I would rather prefer to get the results of these tools *before* the
freeze. 

In the Jessie release process I had the impression that many tests were
done only after the freeze, putting some unneeded pressure to the
maintainers. It would rather be nice to run them *now*, or even a few
months earlier.

> I do appreciate automated tests, and while I think it can be discussed
> whether the policy violations found by those automatic tests need to
> be RC, I firmly believe that these tools should not be used as a
> weapon against packages.

They should rather be part of the CI process, also allowing to discuss
them during the normal evolution, not in the pressing time of a release.

But this is based on my subjective, unproven feeling.

>>The goal of autoremovals is to provide an incentive for people
>>to deal with problems in their packages _early_.
>
> Managerspeak. Even at work I hate people who talk about giving
> "incentives" while they actually threaten.

The problem I see here is: why doesn't the RC bug appear _early_, but
maybe only during freeze?

>>And as I said previously: if a maintainer of a dependency of yours
>>doesn't care: NMUs for RC bugs have a far lower threshold - even
>>0-day NMUs are possible if the maintainer is really completely
>>asleep. (DevRef 5.11.1)
>
> So this is a method to force people to take additional
> responsibilities for dependencies as well in addition to the
> responsibilities they have taken voluntarily?

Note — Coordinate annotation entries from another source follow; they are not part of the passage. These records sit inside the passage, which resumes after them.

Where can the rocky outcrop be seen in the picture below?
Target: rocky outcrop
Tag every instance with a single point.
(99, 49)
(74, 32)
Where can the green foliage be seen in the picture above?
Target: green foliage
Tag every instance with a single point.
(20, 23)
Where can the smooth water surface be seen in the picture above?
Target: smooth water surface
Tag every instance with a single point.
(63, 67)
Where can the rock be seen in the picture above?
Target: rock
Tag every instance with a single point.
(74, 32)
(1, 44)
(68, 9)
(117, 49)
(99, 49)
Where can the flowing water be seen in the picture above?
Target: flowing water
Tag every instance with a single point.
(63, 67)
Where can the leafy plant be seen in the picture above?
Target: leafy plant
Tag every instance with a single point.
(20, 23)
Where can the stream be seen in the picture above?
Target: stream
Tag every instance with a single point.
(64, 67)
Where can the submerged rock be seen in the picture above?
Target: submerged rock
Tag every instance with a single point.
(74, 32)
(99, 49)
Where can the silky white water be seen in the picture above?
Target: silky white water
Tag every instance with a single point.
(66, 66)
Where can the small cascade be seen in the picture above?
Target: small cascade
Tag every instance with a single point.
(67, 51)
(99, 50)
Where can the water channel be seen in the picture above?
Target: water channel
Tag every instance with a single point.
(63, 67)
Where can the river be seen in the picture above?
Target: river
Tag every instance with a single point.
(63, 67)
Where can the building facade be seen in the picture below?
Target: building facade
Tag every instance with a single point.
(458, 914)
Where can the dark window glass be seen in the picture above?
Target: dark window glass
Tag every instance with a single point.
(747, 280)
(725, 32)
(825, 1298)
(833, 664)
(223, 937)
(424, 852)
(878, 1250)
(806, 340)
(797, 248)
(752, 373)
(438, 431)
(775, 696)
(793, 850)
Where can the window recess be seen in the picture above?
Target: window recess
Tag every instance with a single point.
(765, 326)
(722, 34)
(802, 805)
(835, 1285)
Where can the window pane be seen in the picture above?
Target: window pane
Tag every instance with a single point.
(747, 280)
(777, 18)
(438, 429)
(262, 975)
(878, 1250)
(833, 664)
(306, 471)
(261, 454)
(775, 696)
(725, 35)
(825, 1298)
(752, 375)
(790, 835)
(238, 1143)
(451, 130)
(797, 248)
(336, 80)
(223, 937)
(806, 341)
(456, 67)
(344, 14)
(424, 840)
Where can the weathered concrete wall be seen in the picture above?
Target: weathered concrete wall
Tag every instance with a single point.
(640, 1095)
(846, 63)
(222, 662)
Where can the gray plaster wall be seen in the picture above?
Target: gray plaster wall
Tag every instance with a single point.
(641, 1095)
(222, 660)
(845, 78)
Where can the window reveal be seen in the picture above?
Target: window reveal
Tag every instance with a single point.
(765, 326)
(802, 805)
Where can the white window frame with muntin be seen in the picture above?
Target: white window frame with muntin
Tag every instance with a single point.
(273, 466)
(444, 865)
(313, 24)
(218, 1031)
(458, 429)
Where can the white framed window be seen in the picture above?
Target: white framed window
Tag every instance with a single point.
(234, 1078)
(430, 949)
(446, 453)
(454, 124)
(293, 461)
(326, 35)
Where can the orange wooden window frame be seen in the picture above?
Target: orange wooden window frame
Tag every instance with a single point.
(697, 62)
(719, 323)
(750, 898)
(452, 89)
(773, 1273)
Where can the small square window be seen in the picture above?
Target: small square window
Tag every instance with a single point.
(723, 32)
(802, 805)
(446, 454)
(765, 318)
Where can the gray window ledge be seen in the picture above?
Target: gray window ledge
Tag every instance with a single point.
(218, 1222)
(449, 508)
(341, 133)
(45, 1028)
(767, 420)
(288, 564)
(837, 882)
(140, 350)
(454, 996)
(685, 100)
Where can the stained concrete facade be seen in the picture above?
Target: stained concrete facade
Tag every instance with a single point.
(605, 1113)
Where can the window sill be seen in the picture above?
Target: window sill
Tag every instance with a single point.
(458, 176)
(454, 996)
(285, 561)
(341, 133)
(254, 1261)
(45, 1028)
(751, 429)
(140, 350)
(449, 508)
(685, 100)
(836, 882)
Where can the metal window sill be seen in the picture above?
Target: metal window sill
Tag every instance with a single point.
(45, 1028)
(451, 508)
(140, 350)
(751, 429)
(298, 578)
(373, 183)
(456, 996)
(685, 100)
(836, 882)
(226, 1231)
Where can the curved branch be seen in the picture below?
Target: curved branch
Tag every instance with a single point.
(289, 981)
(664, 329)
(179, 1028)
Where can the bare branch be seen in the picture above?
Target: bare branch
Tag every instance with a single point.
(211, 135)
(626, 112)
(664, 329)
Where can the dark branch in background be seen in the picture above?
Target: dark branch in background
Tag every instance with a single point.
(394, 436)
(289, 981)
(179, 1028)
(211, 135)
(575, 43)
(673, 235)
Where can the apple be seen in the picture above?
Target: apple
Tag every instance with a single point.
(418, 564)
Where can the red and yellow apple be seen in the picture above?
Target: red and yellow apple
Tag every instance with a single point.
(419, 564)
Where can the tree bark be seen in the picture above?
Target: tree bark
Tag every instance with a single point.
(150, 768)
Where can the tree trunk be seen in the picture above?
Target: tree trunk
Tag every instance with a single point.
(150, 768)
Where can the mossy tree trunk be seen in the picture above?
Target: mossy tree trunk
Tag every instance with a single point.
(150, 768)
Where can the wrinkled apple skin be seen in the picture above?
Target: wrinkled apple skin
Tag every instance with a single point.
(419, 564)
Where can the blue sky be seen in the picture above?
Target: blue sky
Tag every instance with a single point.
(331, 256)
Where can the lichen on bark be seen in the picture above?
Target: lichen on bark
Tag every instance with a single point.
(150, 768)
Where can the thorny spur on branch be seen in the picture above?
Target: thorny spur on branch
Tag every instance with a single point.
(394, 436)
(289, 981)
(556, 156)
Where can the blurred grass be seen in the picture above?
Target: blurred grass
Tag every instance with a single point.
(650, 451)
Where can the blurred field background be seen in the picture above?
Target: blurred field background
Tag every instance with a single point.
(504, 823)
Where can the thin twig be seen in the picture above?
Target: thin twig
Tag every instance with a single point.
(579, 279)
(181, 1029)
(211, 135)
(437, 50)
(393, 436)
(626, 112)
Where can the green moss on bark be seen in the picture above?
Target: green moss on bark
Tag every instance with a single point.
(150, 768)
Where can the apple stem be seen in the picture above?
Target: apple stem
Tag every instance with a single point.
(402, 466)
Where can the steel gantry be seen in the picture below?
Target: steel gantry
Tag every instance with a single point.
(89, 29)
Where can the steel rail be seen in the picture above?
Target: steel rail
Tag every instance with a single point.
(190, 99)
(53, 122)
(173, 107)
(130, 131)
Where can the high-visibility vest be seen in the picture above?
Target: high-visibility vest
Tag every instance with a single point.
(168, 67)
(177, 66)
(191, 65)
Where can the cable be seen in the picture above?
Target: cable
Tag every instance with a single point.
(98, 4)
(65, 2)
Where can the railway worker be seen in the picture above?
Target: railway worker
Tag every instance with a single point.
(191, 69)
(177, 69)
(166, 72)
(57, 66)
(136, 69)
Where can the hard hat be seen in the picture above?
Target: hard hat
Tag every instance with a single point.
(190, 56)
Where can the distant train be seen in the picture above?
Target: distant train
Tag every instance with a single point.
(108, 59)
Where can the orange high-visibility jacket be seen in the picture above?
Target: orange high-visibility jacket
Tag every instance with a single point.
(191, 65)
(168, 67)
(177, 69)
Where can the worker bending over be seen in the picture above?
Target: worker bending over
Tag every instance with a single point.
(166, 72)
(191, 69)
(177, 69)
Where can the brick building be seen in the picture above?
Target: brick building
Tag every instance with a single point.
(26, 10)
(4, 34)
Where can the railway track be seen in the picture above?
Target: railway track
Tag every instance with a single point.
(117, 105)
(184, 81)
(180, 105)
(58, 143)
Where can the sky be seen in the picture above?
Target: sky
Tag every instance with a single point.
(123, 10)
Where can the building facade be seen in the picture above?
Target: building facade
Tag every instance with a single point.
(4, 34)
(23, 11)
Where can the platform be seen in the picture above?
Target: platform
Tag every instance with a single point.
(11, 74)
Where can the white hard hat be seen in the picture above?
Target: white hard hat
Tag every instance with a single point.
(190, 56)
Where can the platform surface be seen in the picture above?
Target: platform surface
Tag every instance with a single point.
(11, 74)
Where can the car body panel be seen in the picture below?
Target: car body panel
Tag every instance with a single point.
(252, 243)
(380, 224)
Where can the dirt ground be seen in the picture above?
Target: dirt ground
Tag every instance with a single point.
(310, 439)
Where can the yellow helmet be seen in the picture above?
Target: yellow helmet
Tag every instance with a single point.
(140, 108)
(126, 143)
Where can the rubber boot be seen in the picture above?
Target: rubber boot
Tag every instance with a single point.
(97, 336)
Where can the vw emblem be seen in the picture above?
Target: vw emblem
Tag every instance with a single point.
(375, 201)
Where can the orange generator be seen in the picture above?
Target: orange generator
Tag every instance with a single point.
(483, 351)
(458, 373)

Well, _this_ will
> clearly motivate people.

I must say that I see no other way: if a dependency of your package has
n RC bug, nobody fixes it and you want your package to be kept in, you
have to deal with it yourself.

I would only propose (and hope) that from the release team it is also
accepted to re-upload my own package rebuilt without the buggy
dependency -- very often dependencies are optional, and it may help to
cut the dependency on a broken, poorly maintained package.

For example, many of my packages have lots of dependencies just to run
extensive build time tests. Removing them would not make the package
worse. Or it may be better to have the package with reduced
functionality that to get the package removed completely.